ON THE eve of receiving a bravery award from Fire and Rescue NSW for his crucial role in preventing a gas explosion from engulfing St Vincent’s Private Hospital, in Lismore, John McAlister was reluctant to recount the past.

He was far more interested in praising the hospital’s staff that has helped with his recuperation, after he received burns to 60 per cent of his body, and, in particular, his physiotherapist.

“Recovery is a slow process but I’ve got full movement, which is to the absolute thanks of my physiotherapist and the whole physio team at St Vincent’s.

“It’s a credit to them where I am now. They are absolutely awesome.”

Mr McAlister and the two nurses that came to his aid – Monique Rhodes and Shirley Brown – will each be presented with a bravery award today by Fire Rescue NSW Commissioner Greg Mullins.

Commissioner Mullins said there was no doubt the immediate, selfless and brave actions of the trio had averted a far more serious emergency.

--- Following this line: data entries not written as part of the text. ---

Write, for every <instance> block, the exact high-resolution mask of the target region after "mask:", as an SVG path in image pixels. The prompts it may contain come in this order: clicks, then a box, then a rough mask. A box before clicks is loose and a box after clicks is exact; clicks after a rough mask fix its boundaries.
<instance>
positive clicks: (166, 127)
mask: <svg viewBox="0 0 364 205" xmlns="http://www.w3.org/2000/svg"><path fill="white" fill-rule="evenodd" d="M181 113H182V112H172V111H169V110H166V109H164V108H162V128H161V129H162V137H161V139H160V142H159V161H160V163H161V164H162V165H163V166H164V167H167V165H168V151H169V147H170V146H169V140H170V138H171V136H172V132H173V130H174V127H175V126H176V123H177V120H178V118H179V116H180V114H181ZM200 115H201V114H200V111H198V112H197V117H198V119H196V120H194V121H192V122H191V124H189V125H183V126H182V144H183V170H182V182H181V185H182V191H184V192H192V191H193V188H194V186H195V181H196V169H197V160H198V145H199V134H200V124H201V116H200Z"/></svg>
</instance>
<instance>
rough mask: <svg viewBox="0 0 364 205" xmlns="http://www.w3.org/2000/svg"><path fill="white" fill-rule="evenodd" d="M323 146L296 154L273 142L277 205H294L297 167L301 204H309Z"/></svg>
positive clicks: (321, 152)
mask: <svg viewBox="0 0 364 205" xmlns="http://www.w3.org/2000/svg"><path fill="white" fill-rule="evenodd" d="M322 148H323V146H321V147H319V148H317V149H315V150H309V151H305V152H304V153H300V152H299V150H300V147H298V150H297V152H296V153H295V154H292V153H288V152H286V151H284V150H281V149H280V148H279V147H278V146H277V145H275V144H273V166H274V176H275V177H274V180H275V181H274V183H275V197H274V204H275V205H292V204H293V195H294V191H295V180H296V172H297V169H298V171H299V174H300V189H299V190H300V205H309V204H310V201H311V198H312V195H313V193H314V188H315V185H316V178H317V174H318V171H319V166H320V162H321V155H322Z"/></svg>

“The fast actions that these three took reduced the potential for further injuries to hospital staff, members of the public and responding emergency service personnel, and averted more serious damage to St Vincent’s hospital,” he said.

“Actions like theirs are commendable and that is why I am pleased to publicly acknowledge their courage.”

Mr McAlister, an engineer from Goonellabah, was working at St Vincent’s last April when he turned on the hospital’s gas boiler and a fire ignited. He tried to turn it off, but was driven out by a second explosion.

Terrified, he banged on the hospital’s door calling for help, then looked back at the flames still shooting from the boiler room.

Despite his horrific injuries, he realised the pending danger and looked for another way to turn off the gas.

With his hands badly burnt, he kicked off the cover of an outdoor gas metre and managed to turn off the gas valve with his foot.

By then, the hospital’s nurses had reached him – one of them burning her hands from the radiant heat from Mr McAlister’s body.

“It’s not an accident and emergency hospital, so the way they reacted in that situation was just fantastic.

“It was pretty traumatic for them,” Mr McAlister said.